About

About me
An artist at heart and engineer by training, passionate about AI, ML graph compilers, and VLSI architectures.
AI algorithms and VLSI
With a strong foundation in Deep Learning, I focus on developing intelligent systems that leverage Generative AI models, model graph compilers, and data-driven optimization. My parallel experience in VLSI engineering supports the design of efficient hardware systems, enabling practical deployment of advanced AI solutions. My work bridges Gen AI and hardware for real-world impact.
My Skills
Experience
Senior Design Engineer, Machine Learning
I work on the Hexagon Tensor Processor (HTP) — a neural processing unit (NPU) purpose-built for accelerating Generative AI workloads across Snapdragon platforms, including the flagship Snapdragon X Series. My contributions span developing deep learning operation kernels, optimizing model graphs, and writing backend IR code that integrates with the HTP compiler pipeline. This role demands continuous engagement with state-of-the-art models and techniques in deep learning and Gen AI, ensuring high-performance deployment on-device.
Senior AI Design Engineer 1
I was a part of an esteemed multidisciplinary team with a focus on life sciences. Leading the software team involved in developing deep learning models, I was also engaged in architecting and designing a compiler for analog compute circuits in this domain.
AI Design Engineer
As a member of an exceptional research and development team under Prof. Boris Murmann, I contributed to patented AI-driven security algorithms. I innovated a power-efficient algorithm for certain fused deep learning layer operations for hardware and filed for a patent (see portfolio). My other contributions span quantization of neural nets and posit numbers.
Junior Research Fellow
I collaborated within an exceptional research team. My focus included studying Neural Network Hardware accelerators, providing mathematical insights into Binary Neural Nets, co-designing a specialized memory architecture, and publishing a paper (see portfolio). I delved into Capsule Networks and explored reinforcement learning.
Education
M.Tech Electrical Engineering (Microelectronics and VLSI):
My thesis was on "Energy Efficient Architectures for Neural Networks," guided by Prof. Joycee Mekie.
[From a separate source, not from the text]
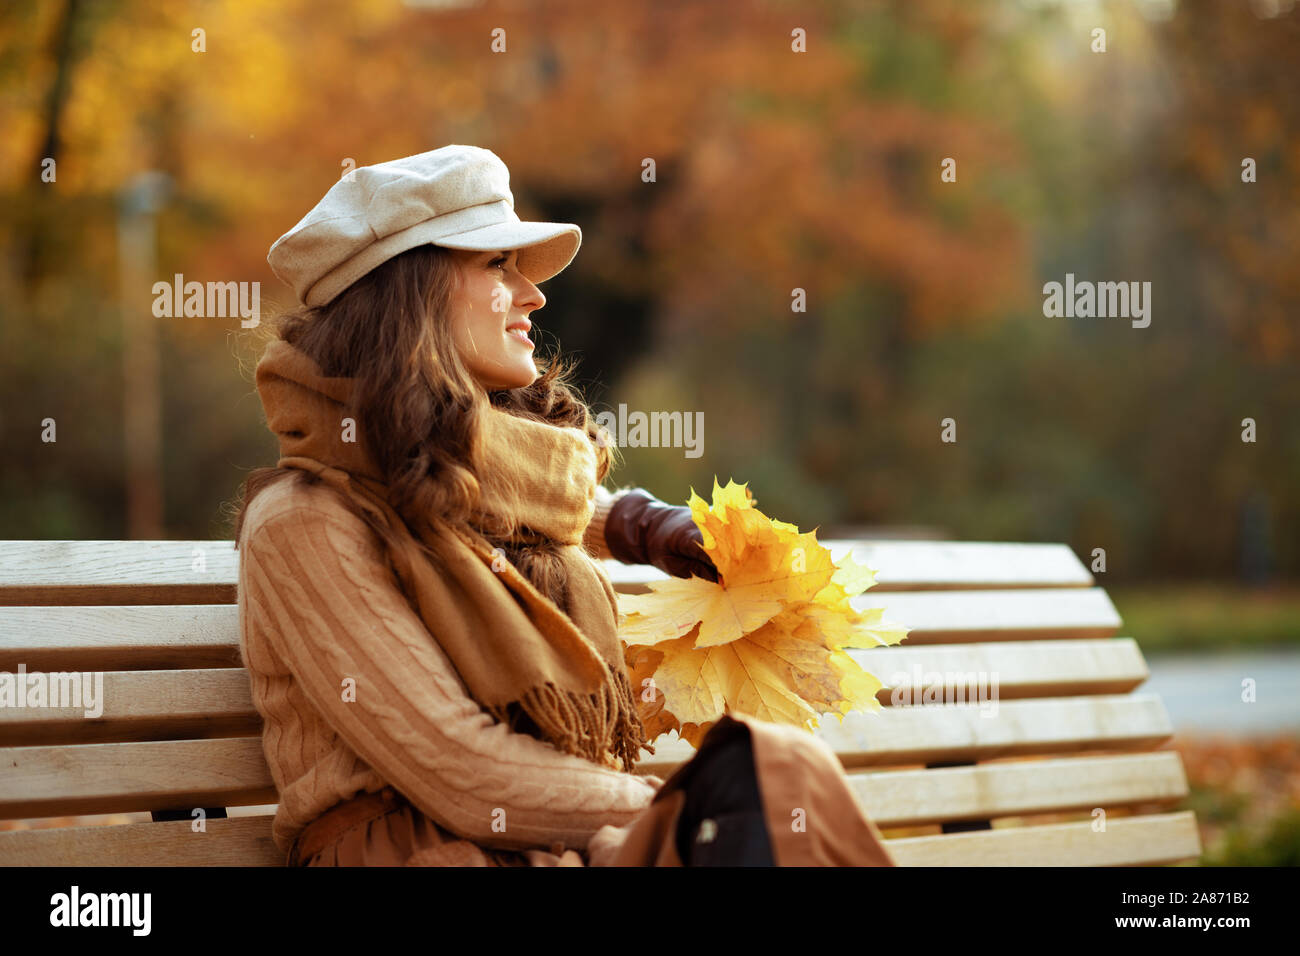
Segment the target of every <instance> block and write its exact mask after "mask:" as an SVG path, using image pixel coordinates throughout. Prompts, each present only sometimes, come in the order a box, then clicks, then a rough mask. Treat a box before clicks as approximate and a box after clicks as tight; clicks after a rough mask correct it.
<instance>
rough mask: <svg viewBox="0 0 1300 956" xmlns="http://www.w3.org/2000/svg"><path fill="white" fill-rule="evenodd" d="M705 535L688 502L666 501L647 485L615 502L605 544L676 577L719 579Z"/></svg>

I derived a formula for minimum exponent size in floating-point weight representation, ensuring accuracy. Furthermore, I have provided a mathematical rationale for a specific correlation between the mantissa and the depth of a model, proposing methods to enhance resilience to bit errors. My academic background encompasses a diverse range of subjects, including Pattern Recognition, Machine Learning, Artificial Intelligence, 3D Computer Vision, VLSI Design, Physics of Transistors, and CMOS Analog IC Design.
B.E. Electronics and Telecommunication Engineering [Gold Medal]
My final year project was on "Prediction Of Water Usage Based On Weather Data Pattern Using Neural Network", guided by Prof. Rashi Borgohain and Mr. Tanmoy Goswami. I constructed a device with Raspberry Pi, interfaced sensors for soil type and water usage data, and implemented a neural network. I created a web interface with RESTful APIs for user interaction. Additionally, I worked on a project involving human presence detection with a robot (AmigoBot) using machine learning during an internship at IITG. Upon detection, the robot would go and collect litter as directed.